Se è vero come è vero che quello sul Testamento biologico è diventato un conflitto squisitamente politico (oltre che filosofico, religioso, culturale), perché mai non dovrebbe costituire tema e obiettivo di una manifestazione di massa? La risposta è semplice: perché molti esitano a considerarlo tale. E, invece, proprio di conflitto politico si tratta: perché, a seconda della normativa che verrà adottata, si produrranno effetti concreti, corposamente materiali, sulla vita dei cittadini. Ne discenderanno conseguenze sullo stato di benessere o di sofferenza delle persone, sulle loro aspettative di vita e sulle loro relazioni private e sociali. In ultima analisi, sulla loro felicità o sulla loro infelicità: ovvero in altri, più concreti e modesti termini sulla capacità delle leggi degli uomini di ridurre la quota di dolore non necessario che tutti in un modo o nell’altro, prima o poi, rischiamo di subire.
Perché mai, dunque, non si dovrebbe poter manifestare collettivamente la propria opinione su tale questione? E c’è un ulteriore ragione che rende, quell’azione pubblica, quanto mai necessaria: il fatto che l’orientamento della maggioranza parlamentare corrisponde, nella società italiana, a quello di un’esigua minoranza. Insomma, la gran parte della società italiana ha un’opinione esattamente opposta, sul tema del Testamento biologico, a quella del centro destra. E questo rappresenta uno dei pochi motivi di speranza per quanto riguarda i rapporti di forza nell’Italia contemporanea: per giunta, su un tema a dir poco cruciale. Se diventasse legge il testo approvato al Senato, l’ordinamento giuridico del nostro Paese avrebbe subito una lesione pari solo a quella inferta dall’introduzione del reato di immigrazione clandestina. Quel disegno di legge, infatti, prevede che pur in presenza di un rifiuto esplicito, firmato e autenticato al paziente vengano imposte nutrizione e idratazione forzate. Si avrebbe, così, la più brutale negazione del diritto all’autodeterminazione individuale e l’imposizione di una volontà esterna, esercitata dallo stato, nella sfera più intima della persona. E nel momento estremo e più delicato: quello del fine vita.

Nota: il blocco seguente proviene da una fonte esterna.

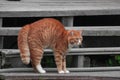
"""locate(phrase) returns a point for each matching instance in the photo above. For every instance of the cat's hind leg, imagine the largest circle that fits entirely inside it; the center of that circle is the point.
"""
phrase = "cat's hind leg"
(64, 64)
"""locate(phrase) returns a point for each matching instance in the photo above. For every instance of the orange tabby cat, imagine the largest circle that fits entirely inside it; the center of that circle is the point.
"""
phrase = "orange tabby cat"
(48, 32)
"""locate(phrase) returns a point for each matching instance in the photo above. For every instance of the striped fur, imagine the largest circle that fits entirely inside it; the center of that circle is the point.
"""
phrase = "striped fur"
(46, 33)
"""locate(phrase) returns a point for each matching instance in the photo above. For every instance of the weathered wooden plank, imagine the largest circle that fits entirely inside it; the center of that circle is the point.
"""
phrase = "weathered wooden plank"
(74, 51)
(1, 38)
(85, 69)
(68, 21)
(20, 9)
(109, 73)
(87, 31)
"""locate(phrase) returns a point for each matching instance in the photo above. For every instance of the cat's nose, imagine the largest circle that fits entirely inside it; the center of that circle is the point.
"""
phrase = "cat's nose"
(79, 42)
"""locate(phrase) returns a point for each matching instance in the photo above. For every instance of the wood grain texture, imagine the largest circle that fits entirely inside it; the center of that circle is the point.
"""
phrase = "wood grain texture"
(59, 8)
(87, 31)
(76, 74)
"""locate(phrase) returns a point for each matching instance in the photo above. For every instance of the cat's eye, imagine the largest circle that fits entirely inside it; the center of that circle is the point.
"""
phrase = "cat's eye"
(77, 38)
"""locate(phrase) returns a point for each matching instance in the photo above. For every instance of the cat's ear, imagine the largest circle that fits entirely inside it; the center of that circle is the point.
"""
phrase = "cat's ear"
(81, 31)
(70, 32)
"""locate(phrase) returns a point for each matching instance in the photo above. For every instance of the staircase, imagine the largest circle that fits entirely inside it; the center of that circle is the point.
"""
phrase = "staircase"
(66, 11)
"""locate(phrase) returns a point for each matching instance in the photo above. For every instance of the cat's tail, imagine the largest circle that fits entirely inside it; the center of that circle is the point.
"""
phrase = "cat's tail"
(23, 44)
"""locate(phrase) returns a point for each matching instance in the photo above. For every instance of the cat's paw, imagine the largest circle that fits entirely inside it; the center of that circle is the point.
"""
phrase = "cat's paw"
(61, 72)
(67, 71)
(42, 71)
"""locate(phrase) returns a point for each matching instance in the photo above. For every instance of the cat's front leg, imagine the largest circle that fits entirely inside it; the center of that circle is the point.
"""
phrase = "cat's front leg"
(58, 60)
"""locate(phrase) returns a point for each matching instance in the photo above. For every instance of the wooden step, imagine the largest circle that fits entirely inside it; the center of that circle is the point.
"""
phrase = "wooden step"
(87, 31)
(13, 54)
(80, 74)
(59, 8)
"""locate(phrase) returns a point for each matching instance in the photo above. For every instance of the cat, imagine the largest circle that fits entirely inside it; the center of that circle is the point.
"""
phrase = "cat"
(48, 32)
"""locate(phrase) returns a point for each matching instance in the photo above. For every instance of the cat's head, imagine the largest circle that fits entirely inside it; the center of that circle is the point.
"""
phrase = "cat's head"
(74, 38)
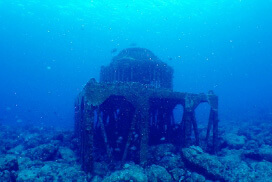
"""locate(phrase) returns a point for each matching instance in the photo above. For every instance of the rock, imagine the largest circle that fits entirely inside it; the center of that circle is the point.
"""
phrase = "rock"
(236, 169)
(177, 173)
(29, 175)
(171, 161)
(67, 154)
(9, 162)
(234, 141)
(96, 179)
(264, 153)
(133, 173)
(262, 171)
(157, 173)
(203, 163)
(156, 153)
(195, 177)
(45, 152)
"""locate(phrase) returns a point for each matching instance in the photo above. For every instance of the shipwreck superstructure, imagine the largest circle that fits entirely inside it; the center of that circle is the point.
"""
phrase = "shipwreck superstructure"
(131, 108)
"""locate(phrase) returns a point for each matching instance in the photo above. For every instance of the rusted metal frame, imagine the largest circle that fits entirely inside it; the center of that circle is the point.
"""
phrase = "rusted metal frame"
(144, 130)
(129, 139)
(213, 120)
(88, 138)
(103, 130)
(191, 101)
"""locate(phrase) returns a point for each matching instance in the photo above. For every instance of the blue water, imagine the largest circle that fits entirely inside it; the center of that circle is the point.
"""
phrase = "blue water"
(49, 49)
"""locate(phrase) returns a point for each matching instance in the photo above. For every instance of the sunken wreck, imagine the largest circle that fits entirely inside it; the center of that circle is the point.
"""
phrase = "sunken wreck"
(131, 108)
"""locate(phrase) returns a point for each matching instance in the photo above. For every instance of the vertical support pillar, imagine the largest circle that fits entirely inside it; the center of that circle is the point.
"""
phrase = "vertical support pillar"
(213, 120)
(143, 112)
(77, 119)
(188, 115)
(189, 121)
(88, 138)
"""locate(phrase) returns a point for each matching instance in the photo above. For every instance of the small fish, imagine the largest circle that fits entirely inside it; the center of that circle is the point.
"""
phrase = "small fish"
(133, 44)
(114, 50)
(19, 121)
(117, 149)
(162, 139)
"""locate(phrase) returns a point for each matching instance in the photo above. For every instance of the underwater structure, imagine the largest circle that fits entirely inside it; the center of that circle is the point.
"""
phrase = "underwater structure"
(131, 108)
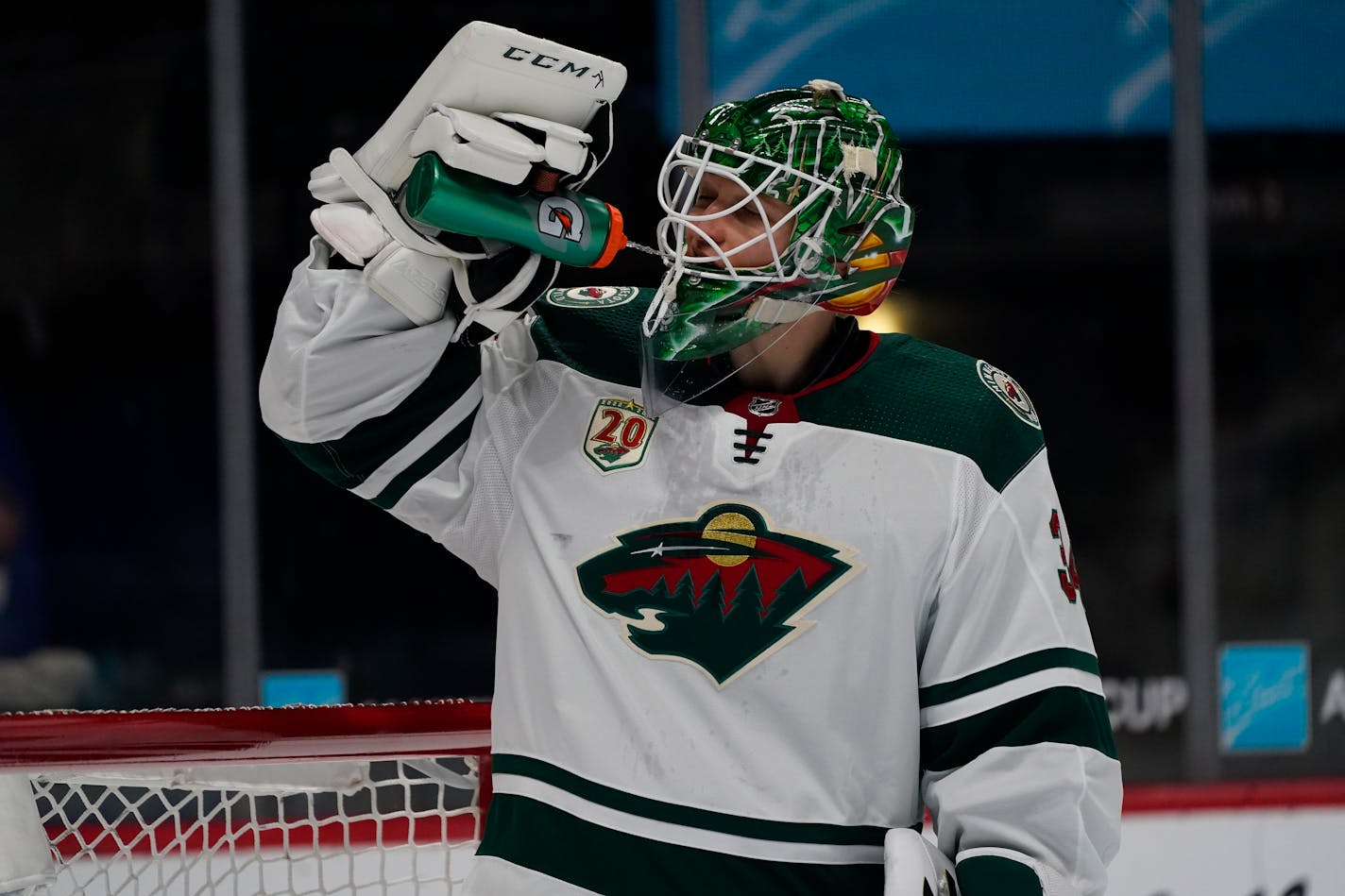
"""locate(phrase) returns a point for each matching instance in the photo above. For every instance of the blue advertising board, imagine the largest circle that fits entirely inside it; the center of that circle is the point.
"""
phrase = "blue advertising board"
(1263, 702)
(1027, 67)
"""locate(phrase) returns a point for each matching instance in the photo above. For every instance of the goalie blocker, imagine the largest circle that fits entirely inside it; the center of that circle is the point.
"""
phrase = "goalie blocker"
(497, 104)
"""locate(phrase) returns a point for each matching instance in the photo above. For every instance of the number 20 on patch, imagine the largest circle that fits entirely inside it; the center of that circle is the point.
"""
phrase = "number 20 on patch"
(618, 434)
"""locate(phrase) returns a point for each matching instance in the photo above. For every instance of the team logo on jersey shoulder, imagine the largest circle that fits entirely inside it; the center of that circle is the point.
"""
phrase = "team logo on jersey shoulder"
(1008, 390)
(618, 434)
(721, 592)
(590, 296)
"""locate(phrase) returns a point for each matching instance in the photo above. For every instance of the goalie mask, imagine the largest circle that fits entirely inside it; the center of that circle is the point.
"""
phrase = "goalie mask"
(812, 178)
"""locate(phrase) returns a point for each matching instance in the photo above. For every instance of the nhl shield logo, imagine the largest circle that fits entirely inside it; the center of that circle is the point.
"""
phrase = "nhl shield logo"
(763, 407)
(1008, 390)
(618, 434)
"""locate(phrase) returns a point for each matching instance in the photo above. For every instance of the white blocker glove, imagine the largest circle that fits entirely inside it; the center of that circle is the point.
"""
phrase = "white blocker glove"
(420, 275)
(483, 284)
(418, 269)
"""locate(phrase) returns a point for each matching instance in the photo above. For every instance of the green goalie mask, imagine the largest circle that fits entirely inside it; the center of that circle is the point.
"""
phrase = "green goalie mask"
(834, 163)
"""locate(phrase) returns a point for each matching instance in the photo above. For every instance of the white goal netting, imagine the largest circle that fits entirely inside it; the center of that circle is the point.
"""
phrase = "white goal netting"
(357, 800)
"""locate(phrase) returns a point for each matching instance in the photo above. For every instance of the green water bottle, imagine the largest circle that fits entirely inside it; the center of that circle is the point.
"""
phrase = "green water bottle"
(568, 227)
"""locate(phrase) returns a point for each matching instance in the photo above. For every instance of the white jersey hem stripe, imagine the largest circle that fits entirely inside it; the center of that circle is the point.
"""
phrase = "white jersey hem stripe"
(684, 836)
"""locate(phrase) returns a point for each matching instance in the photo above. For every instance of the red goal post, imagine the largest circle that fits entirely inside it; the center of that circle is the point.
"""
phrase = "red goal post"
(298, 800)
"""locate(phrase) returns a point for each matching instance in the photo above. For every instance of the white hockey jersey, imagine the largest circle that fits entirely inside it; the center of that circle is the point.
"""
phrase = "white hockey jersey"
(741, 640)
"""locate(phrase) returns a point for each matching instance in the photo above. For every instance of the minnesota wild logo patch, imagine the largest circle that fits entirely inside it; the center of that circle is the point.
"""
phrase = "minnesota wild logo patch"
(1008, 390)
(590, 296)
(618, 434)
(721, 592)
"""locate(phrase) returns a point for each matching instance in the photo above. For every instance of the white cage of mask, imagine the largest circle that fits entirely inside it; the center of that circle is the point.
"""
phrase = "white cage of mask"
(305, 801)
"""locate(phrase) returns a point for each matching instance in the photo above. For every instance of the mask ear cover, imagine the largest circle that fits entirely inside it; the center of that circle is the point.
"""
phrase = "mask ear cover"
(875, 263)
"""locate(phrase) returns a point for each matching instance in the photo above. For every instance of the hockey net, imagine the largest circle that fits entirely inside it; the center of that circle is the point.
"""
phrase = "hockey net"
(304, 800)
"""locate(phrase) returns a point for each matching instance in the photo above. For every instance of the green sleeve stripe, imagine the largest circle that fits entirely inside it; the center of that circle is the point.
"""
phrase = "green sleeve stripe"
(686, 816)
(600, 860)
(421, 467)
(1052, 716)
(1005, 671)
(348, 462)
(996, 876)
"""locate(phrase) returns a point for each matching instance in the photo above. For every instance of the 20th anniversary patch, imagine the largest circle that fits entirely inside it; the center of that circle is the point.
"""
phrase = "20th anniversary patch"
(618, 434)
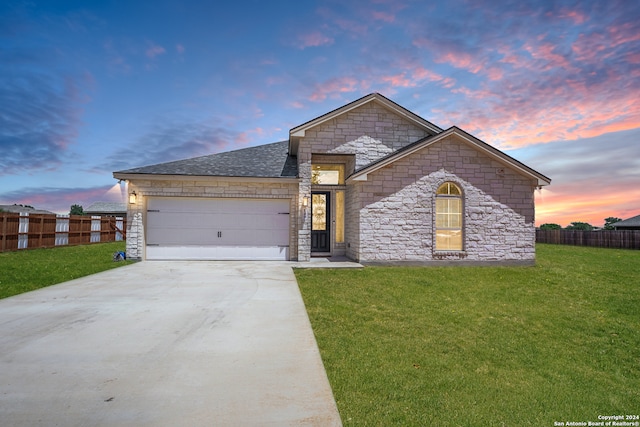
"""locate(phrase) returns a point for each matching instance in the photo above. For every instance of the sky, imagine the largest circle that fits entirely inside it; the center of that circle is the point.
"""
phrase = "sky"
(92, 87)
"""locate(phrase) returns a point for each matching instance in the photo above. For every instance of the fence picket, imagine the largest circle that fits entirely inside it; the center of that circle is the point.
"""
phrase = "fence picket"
(22, 230)
(619, 239)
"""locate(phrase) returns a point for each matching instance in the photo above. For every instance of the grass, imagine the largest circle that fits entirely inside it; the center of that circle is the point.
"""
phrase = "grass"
(482, 346)
(30, 269)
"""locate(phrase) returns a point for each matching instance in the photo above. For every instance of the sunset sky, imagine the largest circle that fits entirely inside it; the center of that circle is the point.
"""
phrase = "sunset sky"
(91, 87)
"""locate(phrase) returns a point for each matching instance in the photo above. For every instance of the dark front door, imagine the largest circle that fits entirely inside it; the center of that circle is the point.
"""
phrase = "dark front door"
(320, 230)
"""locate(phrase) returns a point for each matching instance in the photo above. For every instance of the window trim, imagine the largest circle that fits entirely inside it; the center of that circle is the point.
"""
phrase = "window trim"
(449, 196)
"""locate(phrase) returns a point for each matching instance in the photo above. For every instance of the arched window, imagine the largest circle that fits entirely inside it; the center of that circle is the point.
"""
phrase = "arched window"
(449, 218)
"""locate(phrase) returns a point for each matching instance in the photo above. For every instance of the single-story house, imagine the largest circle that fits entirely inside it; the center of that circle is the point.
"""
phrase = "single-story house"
(371, 181)
(632, 223)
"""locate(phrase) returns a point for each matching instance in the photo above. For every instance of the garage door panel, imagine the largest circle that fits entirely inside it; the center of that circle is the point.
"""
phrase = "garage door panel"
(199, 228)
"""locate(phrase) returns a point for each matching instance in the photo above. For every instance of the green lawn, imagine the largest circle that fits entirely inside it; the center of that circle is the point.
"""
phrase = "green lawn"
(482, 346)
(29, 269)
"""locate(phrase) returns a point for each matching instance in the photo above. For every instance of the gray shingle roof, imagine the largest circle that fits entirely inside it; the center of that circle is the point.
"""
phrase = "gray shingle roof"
(264, 161)
(630, 222)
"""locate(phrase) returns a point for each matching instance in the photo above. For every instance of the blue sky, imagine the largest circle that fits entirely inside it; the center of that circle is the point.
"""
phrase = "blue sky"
(88, 88)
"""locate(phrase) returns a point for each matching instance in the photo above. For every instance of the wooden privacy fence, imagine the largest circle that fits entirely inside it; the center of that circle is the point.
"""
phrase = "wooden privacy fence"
(620, 239)
(24, 230)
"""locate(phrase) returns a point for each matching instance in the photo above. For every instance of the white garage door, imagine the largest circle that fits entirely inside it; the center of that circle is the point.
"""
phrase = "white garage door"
(217, 229)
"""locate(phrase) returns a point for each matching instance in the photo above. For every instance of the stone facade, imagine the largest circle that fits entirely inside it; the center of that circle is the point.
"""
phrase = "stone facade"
(389, 201)
(394, 211)
(210, 188)
(368, 132)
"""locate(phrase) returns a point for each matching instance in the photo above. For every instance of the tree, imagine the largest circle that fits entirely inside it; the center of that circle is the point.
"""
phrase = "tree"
(550, 226)
(76, 210)
(608, 222)
(576, 225)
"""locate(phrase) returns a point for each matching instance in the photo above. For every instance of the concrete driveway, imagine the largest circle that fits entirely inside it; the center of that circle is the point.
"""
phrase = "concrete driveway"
(164, 344)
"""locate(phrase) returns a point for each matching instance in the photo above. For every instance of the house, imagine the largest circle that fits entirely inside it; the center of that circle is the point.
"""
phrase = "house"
(632, 223)
(107, 209)
(371, 181)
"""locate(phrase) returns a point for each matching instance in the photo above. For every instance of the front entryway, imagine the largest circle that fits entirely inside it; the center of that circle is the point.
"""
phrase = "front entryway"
(320, 222)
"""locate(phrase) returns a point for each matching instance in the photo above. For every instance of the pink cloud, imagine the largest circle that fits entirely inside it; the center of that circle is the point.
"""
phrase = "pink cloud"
(383, 16)
(421, 73)
(548, 57)
(574, 15)
(334, 86)
(313, 39)
(460, 60)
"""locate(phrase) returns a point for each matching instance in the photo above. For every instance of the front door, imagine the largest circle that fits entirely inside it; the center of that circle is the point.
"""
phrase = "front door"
(320, 215)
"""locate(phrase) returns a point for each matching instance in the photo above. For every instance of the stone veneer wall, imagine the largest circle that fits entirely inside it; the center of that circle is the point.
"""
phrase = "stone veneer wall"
(210, 188)
(395, 213)
(369, 131)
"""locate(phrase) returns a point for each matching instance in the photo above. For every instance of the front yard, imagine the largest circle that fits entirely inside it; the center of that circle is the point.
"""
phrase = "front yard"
(29, 269)
(482, 346)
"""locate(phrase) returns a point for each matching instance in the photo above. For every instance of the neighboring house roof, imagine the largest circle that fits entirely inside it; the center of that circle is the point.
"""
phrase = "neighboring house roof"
(300, 130)
(20, 208)
(107, 207)
(263, 161)
(476, 143)
(630, 222)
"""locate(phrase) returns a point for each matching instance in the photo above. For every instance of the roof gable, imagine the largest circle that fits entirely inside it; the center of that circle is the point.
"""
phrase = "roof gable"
(361, 174)
(634, 221)
(263, 161)
(299, 131)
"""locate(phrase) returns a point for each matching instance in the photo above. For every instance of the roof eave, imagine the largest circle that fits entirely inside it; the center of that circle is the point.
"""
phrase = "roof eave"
(492, 152)
(163, 177)
(300, 131)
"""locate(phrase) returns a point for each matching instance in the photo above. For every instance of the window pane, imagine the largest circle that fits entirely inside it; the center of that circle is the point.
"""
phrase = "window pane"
(327, 174)
(448, 218)
(339, 216)
(319, 212)
(449, 189)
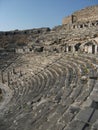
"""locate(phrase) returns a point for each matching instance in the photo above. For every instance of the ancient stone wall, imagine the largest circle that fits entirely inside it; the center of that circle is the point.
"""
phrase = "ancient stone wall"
(87, 14)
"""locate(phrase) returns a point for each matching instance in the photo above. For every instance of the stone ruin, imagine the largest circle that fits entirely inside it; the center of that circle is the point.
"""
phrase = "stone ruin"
(52, 82)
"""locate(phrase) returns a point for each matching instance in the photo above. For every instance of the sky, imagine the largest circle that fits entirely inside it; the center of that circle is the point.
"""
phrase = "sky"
(29, 14)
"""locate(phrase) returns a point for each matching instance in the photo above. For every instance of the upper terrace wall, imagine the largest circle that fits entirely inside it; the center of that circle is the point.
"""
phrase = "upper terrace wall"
(87, 14)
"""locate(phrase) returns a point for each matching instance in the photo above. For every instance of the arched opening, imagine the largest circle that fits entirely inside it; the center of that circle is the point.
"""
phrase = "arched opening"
(77, 47)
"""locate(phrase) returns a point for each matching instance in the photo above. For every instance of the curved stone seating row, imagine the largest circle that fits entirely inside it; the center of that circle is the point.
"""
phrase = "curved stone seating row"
(54, 98)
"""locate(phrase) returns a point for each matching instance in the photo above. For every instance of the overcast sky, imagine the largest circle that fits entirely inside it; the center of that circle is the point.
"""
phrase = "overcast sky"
(28, 14)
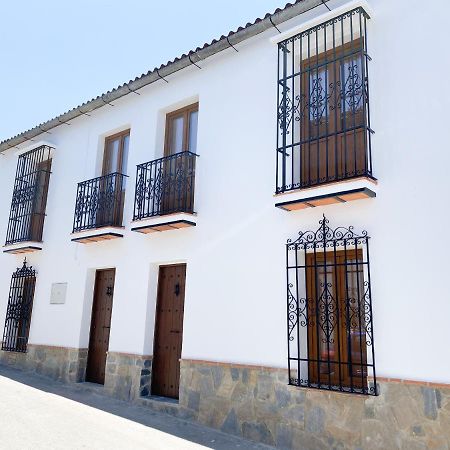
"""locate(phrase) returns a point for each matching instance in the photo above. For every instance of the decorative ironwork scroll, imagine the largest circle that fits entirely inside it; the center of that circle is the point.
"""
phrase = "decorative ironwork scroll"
(18, 312)
(99, 202)
(329, 310)
(27, 213)
(165, 186)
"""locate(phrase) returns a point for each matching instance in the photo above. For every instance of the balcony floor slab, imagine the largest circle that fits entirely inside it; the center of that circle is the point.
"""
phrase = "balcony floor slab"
(97, 235)
(339, 192)
(23, 247)
(164, 223)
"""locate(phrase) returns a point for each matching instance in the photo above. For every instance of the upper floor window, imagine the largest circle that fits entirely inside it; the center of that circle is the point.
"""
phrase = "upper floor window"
(100, 201)
(26, 218)
(323, 108)
(115, 156)
(181, 130)
(330, 326)
(166, 185)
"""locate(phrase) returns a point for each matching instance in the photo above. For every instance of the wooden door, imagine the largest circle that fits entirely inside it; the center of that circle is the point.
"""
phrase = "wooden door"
(181, 136)
(168, 331)
(336, 340)
(100, 325)
(332, 127)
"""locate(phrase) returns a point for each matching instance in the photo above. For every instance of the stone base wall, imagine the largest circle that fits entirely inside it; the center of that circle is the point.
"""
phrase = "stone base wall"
(258, 404)
(60, 363)
(127, 376)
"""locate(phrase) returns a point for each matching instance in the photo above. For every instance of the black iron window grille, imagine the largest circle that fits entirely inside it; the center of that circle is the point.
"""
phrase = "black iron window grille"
(18, 312)
(329, 311)
(27, 213)
(165, 186)
(99, 202)
(324, 132)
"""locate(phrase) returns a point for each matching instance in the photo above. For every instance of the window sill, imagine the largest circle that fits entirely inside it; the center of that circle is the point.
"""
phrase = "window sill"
(23, 247)
(337, 192)
(97, 235)
(164, 223)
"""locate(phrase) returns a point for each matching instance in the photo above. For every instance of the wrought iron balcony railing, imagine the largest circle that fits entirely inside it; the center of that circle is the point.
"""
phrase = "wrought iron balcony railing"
(324, 132)
(99, 202)
(27, 213)
(165, 186)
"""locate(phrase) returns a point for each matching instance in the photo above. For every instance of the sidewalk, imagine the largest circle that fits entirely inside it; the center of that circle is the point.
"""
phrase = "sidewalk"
(39, 413)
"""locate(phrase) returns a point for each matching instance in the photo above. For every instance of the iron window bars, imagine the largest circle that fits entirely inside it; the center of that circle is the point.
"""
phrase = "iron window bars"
(165, 186)
(27, 213)
(99, 202)
(324, 132)
(329, 311)
(18, 312)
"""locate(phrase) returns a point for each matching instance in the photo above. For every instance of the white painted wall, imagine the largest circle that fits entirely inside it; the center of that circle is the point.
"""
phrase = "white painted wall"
(235, 306)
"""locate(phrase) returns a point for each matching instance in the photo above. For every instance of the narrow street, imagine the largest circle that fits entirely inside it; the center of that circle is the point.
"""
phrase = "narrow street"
(38, 413)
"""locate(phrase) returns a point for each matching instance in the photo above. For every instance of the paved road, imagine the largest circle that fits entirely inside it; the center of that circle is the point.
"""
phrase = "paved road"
(37, 413)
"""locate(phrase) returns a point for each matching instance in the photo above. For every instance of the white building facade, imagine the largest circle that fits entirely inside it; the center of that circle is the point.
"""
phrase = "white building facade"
(254, 229)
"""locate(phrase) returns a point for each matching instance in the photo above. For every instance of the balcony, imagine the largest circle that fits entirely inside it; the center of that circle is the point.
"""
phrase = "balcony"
(324, 135)
(99, 209)
(29, 199)
(164, 196)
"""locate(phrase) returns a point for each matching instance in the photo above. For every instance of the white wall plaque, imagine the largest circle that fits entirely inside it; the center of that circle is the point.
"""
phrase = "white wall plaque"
(58, 293)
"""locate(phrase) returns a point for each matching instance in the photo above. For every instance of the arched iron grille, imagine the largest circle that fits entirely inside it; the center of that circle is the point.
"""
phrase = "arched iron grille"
(323, 104)
(18, 313)
(329, 311)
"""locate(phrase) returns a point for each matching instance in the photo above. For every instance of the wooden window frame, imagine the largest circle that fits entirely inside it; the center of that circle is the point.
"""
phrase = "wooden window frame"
(341, 375)
(170, 117)
(106, 156)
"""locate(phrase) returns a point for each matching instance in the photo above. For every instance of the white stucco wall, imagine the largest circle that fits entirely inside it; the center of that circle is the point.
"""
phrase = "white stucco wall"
(235, 306)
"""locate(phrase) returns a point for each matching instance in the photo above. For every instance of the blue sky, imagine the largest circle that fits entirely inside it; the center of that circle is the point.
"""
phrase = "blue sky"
(56, 54)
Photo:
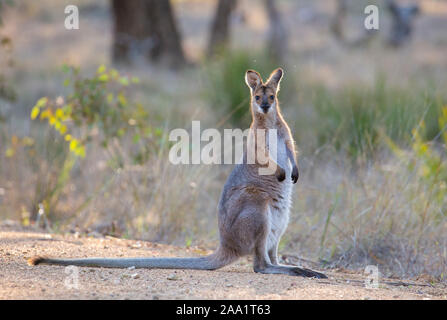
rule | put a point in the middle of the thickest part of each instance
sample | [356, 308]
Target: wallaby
[253, 211]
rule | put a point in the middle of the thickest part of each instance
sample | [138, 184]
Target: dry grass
[345, 213]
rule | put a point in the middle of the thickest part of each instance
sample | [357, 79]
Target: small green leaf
[35, 112]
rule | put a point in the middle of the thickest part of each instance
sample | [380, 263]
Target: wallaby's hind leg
[262, 259]
[273, 253]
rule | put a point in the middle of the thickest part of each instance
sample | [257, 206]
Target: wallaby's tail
[216, 260]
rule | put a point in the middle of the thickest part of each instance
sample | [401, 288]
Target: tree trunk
[219, 34]
[146, 28]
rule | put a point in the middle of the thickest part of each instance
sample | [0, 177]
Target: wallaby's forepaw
[302, 272]
[280, 174]
[295, 174]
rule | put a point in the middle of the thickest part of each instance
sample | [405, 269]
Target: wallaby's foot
[292, 271]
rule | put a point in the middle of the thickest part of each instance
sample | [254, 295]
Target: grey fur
[253, 211]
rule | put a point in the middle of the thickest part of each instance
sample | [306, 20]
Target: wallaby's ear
[275, 78]
[252, 79]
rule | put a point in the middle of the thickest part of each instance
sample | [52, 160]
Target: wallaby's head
[263, 95]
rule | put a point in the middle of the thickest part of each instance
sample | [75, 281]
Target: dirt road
[238, 281]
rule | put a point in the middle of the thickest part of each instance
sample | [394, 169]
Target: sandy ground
[238, 281]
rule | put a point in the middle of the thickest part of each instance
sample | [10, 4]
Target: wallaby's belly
[279, 213]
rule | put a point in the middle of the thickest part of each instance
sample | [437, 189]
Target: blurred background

Cari Franceschini, Bersani, Marino, temo che la sentenza della Consulta sul “Lodo Alfano” porti, tra l’altro, a una accelerazione e a un ulteriore irrigidimento della posizione del centro-destra in tale materia. Tutto ciò non vale una manifestazione a Piazza del Popolo? Una manifestazione che sottragga un tema tanto decisivo sia alle strettoie della discussione parlamentare che alle angustie del dibattito congressuale, e lo rimetta nelle mani e nelle voci dei cittadini.